I've been to the Polar site and based on their reputation, I think that's what I'd go with. I just don't know if I need something from their "cycling/bike computer line" or if something else would do. Lastly, what is the best way to learn how to effectively use a monitor? Is there a short and simple book on the subject?
05-29-06, 01:31 PM
Personally I'd get a Sigma Sport. Polar is overrated.
All you really need is one that shows your current heart rate, which you can get for $30 or so, and comes with a bike mount. (i do prefer having it on the handlebar)
Sometimes the monitors come with a little book about HR training, but you can probably find some good info online for free!
05-30-06, 08:57 AM
I was in your place about a month ago.
I did a ton of research and asked everyone I knew about HRM's and what I would need. I finally narrowed the search down to 2 units, the S120 and S150.
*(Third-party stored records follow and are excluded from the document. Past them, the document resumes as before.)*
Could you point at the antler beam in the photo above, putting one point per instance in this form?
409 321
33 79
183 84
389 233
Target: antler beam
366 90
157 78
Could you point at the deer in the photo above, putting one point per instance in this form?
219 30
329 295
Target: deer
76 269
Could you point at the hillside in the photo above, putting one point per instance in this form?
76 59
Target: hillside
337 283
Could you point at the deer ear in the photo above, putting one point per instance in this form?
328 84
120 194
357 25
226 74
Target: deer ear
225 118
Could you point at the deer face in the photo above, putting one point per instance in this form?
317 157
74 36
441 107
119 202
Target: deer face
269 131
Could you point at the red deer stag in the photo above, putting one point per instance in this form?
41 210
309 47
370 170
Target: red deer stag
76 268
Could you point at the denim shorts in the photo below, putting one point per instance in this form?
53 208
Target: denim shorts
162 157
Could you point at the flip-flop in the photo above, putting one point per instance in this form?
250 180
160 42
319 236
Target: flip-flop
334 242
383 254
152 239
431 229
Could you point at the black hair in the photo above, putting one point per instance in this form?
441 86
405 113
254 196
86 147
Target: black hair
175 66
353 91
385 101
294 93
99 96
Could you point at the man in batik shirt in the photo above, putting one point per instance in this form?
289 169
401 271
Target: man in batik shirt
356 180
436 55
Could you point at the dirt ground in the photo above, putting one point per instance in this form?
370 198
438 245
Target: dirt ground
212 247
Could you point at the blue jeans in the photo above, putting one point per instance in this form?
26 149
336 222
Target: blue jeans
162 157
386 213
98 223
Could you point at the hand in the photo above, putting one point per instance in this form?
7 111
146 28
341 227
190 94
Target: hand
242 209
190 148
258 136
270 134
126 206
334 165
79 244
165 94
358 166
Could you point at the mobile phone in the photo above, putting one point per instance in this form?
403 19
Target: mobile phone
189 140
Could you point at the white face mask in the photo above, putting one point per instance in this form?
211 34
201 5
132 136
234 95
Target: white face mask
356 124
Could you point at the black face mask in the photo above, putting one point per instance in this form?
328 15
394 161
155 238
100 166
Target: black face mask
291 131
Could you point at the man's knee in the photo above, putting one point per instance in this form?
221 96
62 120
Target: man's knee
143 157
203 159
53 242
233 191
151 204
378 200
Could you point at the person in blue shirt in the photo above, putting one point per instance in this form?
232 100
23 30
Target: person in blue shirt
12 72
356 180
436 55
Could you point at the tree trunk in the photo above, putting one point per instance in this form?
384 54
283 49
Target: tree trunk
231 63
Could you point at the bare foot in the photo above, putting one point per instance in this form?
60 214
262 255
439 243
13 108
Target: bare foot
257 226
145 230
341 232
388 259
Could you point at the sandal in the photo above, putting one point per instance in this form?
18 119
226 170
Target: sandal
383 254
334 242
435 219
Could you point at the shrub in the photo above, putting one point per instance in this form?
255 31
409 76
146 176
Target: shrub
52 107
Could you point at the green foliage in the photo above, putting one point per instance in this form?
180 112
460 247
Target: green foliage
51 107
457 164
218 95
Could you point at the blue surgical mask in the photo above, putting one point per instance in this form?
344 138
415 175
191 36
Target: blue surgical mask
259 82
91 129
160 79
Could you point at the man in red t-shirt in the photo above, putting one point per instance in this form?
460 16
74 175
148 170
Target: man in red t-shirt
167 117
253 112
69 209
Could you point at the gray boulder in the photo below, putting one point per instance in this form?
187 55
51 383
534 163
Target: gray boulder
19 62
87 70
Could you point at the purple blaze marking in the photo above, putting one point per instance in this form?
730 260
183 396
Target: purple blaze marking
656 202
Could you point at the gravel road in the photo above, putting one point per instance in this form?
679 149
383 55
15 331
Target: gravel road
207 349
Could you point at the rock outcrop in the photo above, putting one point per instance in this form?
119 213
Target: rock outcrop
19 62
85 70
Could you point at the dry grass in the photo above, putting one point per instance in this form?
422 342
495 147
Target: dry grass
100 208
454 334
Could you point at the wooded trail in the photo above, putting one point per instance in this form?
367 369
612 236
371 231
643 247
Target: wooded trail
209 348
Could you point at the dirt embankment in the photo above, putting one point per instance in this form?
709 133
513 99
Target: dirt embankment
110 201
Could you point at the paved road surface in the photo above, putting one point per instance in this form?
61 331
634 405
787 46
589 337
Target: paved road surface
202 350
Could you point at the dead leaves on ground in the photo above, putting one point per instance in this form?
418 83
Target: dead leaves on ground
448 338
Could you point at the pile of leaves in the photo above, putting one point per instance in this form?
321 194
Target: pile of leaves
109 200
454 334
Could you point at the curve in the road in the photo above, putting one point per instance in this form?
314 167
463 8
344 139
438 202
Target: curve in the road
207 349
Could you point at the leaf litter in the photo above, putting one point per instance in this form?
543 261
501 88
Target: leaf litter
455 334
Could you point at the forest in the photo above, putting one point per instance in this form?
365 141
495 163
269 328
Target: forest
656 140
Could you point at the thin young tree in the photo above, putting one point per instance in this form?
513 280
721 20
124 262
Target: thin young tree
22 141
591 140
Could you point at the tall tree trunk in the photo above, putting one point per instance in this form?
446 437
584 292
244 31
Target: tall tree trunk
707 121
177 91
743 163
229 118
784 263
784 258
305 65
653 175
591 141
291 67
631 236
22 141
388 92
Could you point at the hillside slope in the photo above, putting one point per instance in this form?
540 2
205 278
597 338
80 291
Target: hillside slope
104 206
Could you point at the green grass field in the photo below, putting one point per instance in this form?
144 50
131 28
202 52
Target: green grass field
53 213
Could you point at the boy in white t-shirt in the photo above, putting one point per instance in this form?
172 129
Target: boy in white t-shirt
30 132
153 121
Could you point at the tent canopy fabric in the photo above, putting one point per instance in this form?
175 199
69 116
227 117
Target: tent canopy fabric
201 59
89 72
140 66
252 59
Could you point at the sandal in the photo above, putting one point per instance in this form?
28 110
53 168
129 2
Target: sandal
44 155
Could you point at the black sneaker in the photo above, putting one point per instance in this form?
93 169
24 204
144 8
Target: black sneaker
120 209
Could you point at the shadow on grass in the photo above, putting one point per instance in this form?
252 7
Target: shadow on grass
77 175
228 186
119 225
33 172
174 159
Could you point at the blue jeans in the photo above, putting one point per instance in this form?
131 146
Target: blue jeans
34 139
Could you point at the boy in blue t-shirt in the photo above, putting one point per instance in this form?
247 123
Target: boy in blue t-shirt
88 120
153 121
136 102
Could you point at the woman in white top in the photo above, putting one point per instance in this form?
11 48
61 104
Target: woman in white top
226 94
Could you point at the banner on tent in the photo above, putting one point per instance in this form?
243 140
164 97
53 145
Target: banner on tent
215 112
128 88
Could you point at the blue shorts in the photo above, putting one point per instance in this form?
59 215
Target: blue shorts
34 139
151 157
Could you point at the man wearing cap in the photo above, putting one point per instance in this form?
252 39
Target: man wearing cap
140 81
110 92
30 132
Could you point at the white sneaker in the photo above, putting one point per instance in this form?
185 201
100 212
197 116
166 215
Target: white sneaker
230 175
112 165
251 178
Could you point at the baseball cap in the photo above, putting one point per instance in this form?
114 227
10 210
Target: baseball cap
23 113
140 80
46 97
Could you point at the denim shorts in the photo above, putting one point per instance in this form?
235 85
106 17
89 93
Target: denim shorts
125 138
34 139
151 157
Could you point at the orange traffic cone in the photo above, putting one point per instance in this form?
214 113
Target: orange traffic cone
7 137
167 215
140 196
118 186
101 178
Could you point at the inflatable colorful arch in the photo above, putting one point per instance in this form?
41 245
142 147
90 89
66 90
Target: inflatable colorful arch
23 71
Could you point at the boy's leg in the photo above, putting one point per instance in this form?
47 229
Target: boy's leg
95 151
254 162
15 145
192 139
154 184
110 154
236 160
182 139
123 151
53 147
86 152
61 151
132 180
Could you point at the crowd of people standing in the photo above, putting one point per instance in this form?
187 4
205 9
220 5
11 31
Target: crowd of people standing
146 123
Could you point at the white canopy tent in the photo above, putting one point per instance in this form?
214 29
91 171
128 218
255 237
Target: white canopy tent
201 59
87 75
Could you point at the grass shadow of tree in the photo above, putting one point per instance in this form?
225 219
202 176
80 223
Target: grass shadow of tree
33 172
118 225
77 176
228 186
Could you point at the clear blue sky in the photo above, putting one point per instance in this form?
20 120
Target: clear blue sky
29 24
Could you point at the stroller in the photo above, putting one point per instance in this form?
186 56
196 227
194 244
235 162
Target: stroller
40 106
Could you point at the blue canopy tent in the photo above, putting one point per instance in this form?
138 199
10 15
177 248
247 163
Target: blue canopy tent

Just like you I already had a cateye computer that told me what the bike was doing, so I narrowed the search even further to only needing to know what I was doing, and that lead me to the S120.
The S120 is the 150 but without the bike computer part of it and costs about 50 bucks less (in Canada anyway).
I highly recommend the Polar S120 if you already have a computer on your bike. You can easily mount it on your bars as well, and regardless of which bike you're on (I have a XC and Road) you'll consistently know what your heart is doing. That was the most important thing to me.
Any other questions? Anything I missed?
06-02-06, 12:25 PM
Thank you for the reply. The information is very helpful. I have to go back and study those models in greater detail. On the polar site, it wasn't clear to me if you get the strap for wearing around your chest in the price. Is that what you got? Have you been pleased with the unit?
06-02-06, 01:18 PM
The chest strap comes with the watch.
By the way, www.performancebike.com is having a weekend websale. They have the S150 for $75US.
06-03-06, 11:16 PM
I saw that too as I got a catalog today in the mail which showed that or at least priced at $79.99 for the longer term. Do you also have a favorable opinion of the s120 or s150 series?
Get a cheap HRM, figure out what you don't like about it, and upgrade when the end-of-season sales hit. If ALL you're trying to do is zone-based training, you want current HR and average HR. The bike computer will give you total time, miles and speed data. An HRM with a "lap" function can (depending on how it's implemented) can give you HR average for each lap; handy if you are trying to monitor riding in different zones during a ride. An advantage of wrist-watch style HRMs is you can use them during other activities; a bike-only one (combo cyclecomputer and HRM with permanent bike mount) is only useful on the bike.
I have a Polar 150 and a 720. I started with the 150 (it was on sale); upgraded to the 720 (also on sale) after 2 seasons: digital-coded HR sensor is less susceptible to power line interference (a big problem for me - much of my riding is on a bike trail with overhead transmission wires), wanted more detailed data recorded for each lap (speed, distance, time, HR and averages), altitude capture (barometric), and data transfer and logging. You don't need this to get started. The 120 or 150 (cycling functions) are good units, too.
The Astrale is a great computer; I use one on my road bike with the 720 (I am a data geek) so I can display HR, speed, distance, cadence, and lap or elapsed time all at once.
For books, there are a couple by Sally Edwards and Sally Reed: The Heart Rate Monitor Book for Outdoor and Indoor Cyclists: A Heart Zone Training Program (Heart Zone Training Program Series) (Paperback) by Sally Edwards, Sally Reed . It also looks like they have a brand new book (or a new edition of an old book) out this month: Heart Zones Cycling : The Avid Cyclist's Guide to Riding Faster and Farther (Paperback), Publisher: VeloPress; 3.00 edition (June 28, 2006). Friel, Burke, and Pruitt all discuss HR-based training extensively in their cycling training books.
I use a basic Timex for versatility. You can get Timex Speed and Distance systems for very cheap these days.
For most of us, the only HR features we use are in setting the upper and lower limit and the various stopwatch functions. If I'm doing intervals, I set my HRM to beep when I reach a certain HR, either 166 or 174. If I'm doing distance, I set my HRM to beep at a lower HR, 148 in my case. Nothing else matters for me.
BTW what does one do with the average HR data? How does that apply to training? I can see storing the max HR reached, and the amount of time inside a particular zone, but I don't see the point of average HR.
06-08-06, 12:17 PM
I was giving thought to either the Polar 120 or the 150 based on an earlier reply to my question. I am a little concerned that the models are being discontinued which is why there being sold for a good discount. As noted earlier, I don't need the bike functions but that doesn't mean this wouldn't be a good unit for me anyway. There's a part of me that wants an F11 with the interesting features it has, then of course, when I think more practical, maybe all I need is something really basic. I guess I'll continue to mull it over.